What is frustrating is the lies that come from people. I’ve had discussions with folks where an issue had arisen. An end and solution to the issue is met with a happy or mutual result. They are then polite and nice to me to my face.
Yet, I now find them perpetuating lies or slander because they’re still not over it, even years down the track.
Then i’m sorry. What more do you want from me? You can continue to hate me and I don’t have the energy to defend myself against this petty behavior because you have “issues”.

One of these people effected by all of this is trying to find everything he can to bring me down. Even topics and issues over a decade old, getting his buddies to spread and post them publicly.
It hurts, but many many people who have known this man tell me is unhinged, bi polar and nasty. That, this is the reason why you don’t see him with anyone special in his life and alone at cons even after so many years. I did once call him a friend and I could have never seen this coming, i’m sad to see him act like this.
He is only hurting me and slowing me down. Which in the end perpetuates the problem of not being able to refund him. He is a lost cause that I know i’ll never be able to stop him doing what he does to me. I can only try to ignore and move on from it.
I won’t stoop to his level and call him by name so my tens of thousands of followers can attack him or hinder his life. I’m not that sort of person, I wouldn’t wish what he’s doing to me on anyone. Not even him.
He knows who he is, he has to live with himself. In fact, they all do.
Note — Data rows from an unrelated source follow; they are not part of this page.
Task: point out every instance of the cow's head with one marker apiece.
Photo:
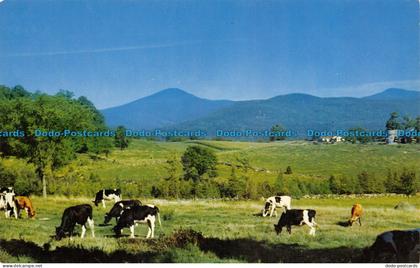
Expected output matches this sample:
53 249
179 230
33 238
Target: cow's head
107 218
117 230
59 233
31 213
278 228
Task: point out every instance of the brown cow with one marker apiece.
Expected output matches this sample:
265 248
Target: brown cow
23 202
356 213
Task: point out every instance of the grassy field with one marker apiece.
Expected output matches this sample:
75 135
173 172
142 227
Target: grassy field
225 231
144 161
216 230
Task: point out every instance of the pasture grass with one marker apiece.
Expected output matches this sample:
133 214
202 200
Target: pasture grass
232 231
145 161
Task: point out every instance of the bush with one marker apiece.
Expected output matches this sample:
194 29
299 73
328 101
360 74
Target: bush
198 161
369 184
19 175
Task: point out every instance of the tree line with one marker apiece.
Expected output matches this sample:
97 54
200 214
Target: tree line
199 172
28 112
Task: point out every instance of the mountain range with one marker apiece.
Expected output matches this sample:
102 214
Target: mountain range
176 109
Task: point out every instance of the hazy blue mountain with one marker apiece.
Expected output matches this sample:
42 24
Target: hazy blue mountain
165 108
395 94
177 109
301 112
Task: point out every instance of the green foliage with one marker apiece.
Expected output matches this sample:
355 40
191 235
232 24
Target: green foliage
20 110
359 138
343 185
392 122
277 129
121 141
409 183
197 161
369 184
19 175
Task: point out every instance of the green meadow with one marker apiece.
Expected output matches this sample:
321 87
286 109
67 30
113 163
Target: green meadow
145 161
207 231
216 230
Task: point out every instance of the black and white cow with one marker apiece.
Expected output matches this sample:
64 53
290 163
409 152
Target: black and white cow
274 202
7 201
118 209
395 246
138 214
80 214
107 194
296 217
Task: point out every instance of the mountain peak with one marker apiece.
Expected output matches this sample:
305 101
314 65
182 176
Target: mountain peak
171 92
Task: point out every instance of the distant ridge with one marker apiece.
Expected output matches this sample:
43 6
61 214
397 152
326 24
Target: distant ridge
164 108
395 94
174 108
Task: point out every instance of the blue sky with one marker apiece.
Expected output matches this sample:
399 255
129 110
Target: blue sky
116 51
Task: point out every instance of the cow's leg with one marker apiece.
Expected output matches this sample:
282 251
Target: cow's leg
91 226
312 231
15 212
132 231
273 208
83 231
152 226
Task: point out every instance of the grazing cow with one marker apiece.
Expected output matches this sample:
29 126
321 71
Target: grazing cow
23 202
138 214
79 214
395 246
103 195
2 201
9 204
118 209
356 213
296 217
276 202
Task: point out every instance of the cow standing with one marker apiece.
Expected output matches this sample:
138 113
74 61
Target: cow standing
118 209
24 203
102 195
274 202
138 214
80 214
356 213
7 201
296 217
395 246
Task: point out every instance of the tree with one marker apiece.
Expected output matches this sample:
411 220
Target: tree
409 183
392 122
41 113
392 182
121 141
369 184
197 161
277 129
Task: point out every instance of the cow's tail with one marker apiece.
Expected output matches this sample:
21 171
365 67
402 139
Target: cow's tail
160 223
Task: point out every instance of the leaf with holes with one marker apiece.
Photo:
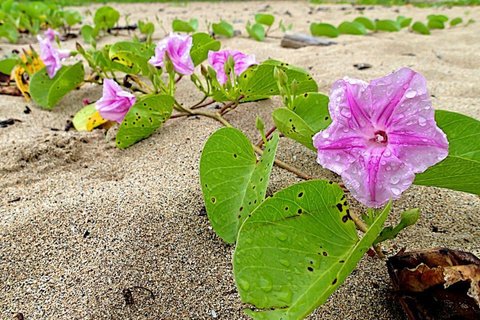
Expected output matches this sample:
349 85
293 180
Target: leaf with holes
143 118
308 116
233 182
185 26
436 24
420 27
132 55
106 17
258 82
48 92
297 248
88 118
404 21
223 28
201 44
461 169
367 23
388 25
323 29
265 19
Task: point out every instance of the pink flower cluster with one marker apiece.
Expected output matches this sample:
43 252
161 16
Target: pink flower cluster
382 134
51 55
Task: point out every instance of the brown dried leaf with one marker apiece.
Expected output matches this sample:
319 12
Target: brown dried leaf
437 284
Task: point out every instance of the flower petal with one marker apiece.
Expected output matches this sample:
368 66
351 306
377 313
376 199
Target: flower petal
388 92
374 179
348 99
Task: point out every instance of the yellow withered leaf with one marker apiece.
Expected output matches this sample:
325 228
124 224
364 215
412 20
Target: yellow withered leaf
22 73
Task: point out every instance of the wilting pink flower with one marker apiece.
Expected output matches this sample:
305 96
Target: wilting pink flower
115 102
177 47
382 134
217 60
50 34
51 56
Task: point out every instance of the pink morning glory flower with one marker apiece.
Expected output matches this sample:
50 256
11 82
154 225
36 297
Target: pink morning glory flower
382 134
50 34
177 47
51 56
217 60
115 102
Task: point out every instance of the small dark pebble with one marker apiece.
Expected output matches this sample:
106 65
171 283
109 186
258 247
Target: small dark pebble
14 200
8 122
18 316
128 296
435 229
362 66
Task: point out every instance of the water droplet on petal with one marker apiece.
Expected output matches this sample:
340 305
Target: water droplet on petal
346 113
422 121
396 191
410 93
394 180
My parents are visiting from Australia right now. I spent the frequent flyer points I had built up flying for the past decade and gifted them tickets to travel outside of Australia for their first time. Past retirement age and have given so much for me, including life itself.
This is something they are only going to do once. They saved for a year to enjoy themselves here for 10 weeks.
This is incredibly important to them and me as this is a trip of a life time. Something it is doubtful they’ll be able to repeat given their age. With mortality an issue in my brain in recent years, I want to be able to make as many memories with my parents whilst I can.
Especially now living on the other side of the world from them.
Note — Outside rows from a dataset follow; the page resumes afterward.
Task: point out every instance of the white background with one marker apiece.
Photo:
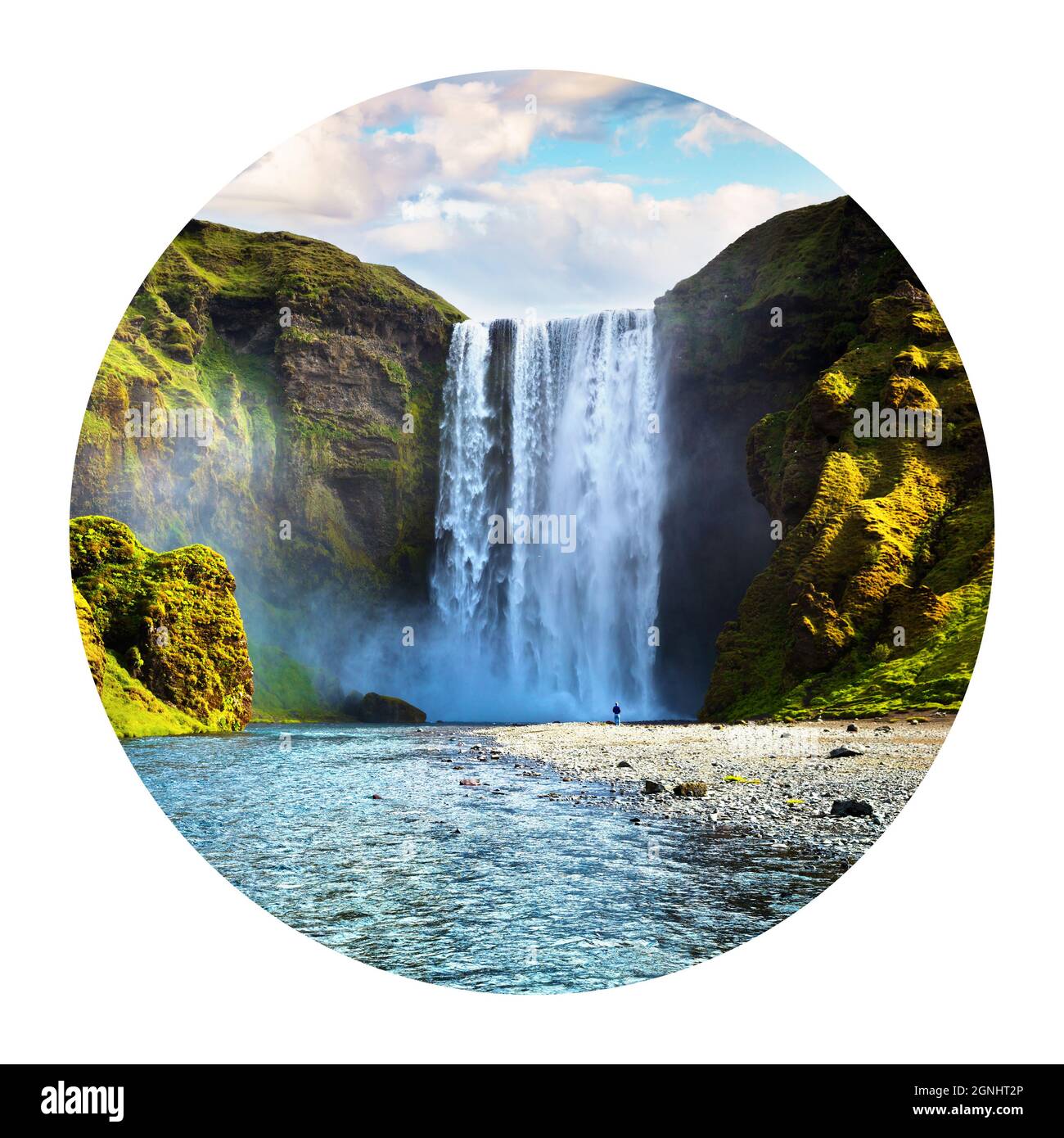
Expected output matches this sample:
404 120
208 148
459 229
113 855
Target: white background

It is a lot to ask, to be in your 30’s and be told you have to start again, with a handicap.
But, I know I can only try.

To those who feel I have failed. I’m sorry. It isn’t something I set out to do nor take any pleasure in failing you.
I feel a constant guilt and can only work on recovering.

Life is full of ups and downs. I can only try to get to the up once more.

Right now, with more gutless attacks, childish email bombs and the threat of spiraling into that suicidal depression once more.
I just can’t spend the energy and be caught up in the poison. So i’m going away for a while.

My priorities are to recover from the loss, once again be in a better and happier position in my life.
I have no interest in the furry or latex community, its people or as a hobby. There is no benefit to spending anymore time on it and it currently brings no joy or happiness because of a few bad eggs.
Perhaps in time this will change. I certainly hope it does.

I am truly sorry for what has happened and my actions in dealing with the problem.
It’s more than I could and can handle.
Those of you waiting for a refund or have any issues you’d like to discuss, you can contact me via email.

Thank you to everyone for your love and support over the many years.
Right now, I need to focus on reality. The community is no longer an escape for me. It is the cause of every problem in my life right now.